Mihai Băcescu was born in Broșteni, Suceava, northern Romania on 28 March 1906. He was orphaned at the age of four.
He entered university in 1933, and five years later published a thesis on Romanian Mysidacea.
He won a scholarship to France in 1939 and worked at the National Museum of Natural History in Paris, the Oceanographic Museum of Monaco, at the Marine Biological Stations at Banyuls-sur-Mer and at Roscoff. He met the French zoologists Louis Fage (1883–1964), Édouard Chatton (1883–1947), Charles Pérez (1873–1952) and Jules Richard (1863–1945).

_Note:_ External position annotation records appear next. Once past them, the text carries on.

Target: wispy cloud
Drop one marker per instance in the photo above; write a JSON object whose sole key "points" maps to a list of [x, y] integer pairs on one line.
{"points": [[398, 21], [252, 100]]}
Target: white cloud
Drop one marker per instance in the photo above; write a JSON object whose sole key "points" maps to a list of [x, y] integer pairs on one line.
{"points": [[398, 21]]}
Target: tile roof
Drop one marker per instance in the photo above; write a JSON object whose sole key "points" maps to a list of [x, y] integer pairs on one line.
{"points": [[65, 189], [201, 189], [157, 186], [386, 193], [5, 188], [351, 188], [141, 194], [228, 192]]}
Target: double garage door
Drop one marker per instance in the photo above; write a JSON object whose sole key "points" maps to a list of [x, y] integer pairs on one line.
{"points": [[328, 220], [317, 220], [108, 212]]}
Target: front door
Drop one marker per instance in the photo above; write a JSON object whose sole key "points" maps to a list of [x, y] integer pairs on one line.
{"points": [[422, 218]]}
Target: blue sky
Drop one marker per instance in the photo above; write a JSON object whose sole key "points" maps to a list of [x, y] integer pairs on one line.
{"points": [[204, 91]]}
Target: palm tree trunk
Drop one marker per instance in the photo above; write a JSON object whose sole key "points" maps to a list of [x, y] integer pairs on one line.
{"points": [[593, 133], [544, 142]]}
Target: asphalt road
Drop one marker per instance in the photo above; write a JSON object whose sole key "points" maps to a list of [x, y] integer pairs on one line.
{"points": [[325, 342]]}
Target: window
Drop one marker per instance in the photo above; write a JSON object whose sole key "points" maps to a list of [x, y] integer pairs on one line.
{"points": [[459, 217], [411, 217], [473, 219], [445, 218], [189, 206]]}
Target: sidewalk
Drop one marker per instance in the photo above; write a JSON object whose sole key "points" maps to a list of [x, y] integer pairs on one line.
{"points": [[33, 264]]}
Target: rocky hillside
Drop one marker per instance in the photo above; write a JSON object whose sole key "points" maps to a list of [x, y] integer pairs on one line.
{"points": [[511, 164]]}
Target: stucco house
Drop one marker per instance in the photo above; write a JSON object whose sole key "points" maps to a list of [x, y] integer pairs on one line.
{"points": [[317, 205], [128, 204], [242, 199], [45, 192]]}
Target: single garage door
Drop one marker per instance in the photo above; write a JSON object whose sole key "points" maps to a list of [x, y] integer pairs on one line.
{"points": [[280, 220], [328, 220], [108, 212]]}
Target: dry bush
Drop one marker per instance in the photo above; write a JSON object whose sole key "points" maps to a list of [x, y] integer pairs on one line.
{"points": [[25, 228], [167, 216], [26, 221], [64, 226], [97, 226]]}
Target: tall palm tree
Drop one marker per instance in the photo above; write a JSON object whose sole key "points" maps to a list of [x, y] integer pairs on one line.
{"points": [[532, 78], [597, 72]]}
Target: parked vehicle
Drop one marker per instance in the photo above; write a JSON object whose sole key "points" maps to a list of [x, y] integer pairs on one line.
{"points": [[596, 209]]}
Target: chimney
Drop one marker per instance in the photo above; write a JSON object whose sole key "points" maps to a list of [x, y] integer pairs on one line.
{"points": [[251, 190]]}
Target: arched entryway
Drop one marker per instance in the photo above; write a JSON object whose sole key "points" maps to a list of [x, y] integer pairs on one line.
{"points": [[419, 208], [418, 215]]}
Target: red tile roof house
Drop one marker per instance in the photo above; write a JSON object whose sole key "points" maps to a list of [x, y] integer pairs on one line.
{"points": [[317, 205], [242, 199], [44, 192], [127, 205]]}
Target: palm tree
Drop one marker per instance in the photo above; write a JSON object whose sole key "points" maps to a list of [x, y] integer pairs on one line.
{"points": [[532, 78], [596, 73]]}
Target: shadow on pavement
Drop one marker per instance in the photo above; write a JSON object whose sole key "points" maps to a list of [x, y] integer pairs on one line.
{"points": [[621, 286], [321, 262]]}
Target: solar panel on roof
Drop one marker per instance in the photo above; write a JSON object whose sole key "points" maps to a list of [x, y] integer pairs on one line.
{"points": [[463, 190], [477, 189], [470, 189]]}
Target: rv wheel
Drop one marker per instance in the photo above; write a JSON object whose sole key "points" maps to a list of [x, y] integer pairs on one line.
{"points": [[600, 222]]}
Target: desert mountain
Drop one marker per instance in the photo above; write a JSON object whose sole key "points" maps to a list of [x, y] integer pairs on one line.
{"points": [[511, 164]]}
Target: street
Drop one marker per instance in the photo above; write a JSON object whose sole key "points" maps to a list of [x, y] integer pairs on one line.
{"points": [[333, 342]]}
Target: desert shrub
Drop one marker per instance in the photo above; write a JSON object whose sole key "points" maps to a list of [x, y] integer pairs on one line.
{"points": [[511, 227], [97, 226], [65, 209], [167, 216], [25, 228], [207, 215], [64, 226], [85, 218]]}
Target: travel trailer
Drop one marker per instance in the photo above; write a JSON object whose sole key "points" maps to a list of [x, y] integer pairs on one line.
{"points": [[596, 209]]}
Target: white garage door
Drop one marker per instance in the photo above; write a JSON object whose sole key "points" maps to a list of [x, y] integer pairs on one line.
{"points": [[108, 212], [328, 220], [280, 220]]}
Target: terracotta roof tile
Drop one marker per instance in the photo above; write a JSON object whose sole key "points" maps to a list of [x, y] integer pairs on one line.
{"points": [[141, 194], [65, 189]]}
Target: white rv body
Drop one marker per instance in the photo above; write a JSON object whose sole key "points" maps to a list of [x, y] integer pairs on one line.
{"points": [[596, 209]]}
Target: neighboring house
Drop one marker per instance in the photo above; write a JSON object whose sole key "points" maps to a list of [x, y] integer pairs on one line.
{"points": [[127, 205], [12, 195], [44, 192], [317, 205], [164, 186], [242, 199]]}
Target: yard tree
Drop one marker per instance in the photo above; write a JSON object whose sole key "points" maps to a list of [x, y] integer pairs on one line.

On the intervention of Grigore Antipa (1867–1944), in 1940 Băcescu was transferred from the University of Iaşi to the National Museum of Natural History in Bucharest.
He worked there until the end of his life, and headed the museum for nearly thirty years.
He held various other positions in the fields of marine research and fisheries in Romania.
Băcescu participated in several scientific expeditions to the coasts of Peru and Chile (1965), Mauritania (1975), Arabia (1977) and Tanzania (1973–1974).
Bacescu founded the Museum of Falticeni.
He was a member of the Romanian Academy, and of the French Society of Zoology and Director of the Institute of Oceanography Albert 1er in Monaco.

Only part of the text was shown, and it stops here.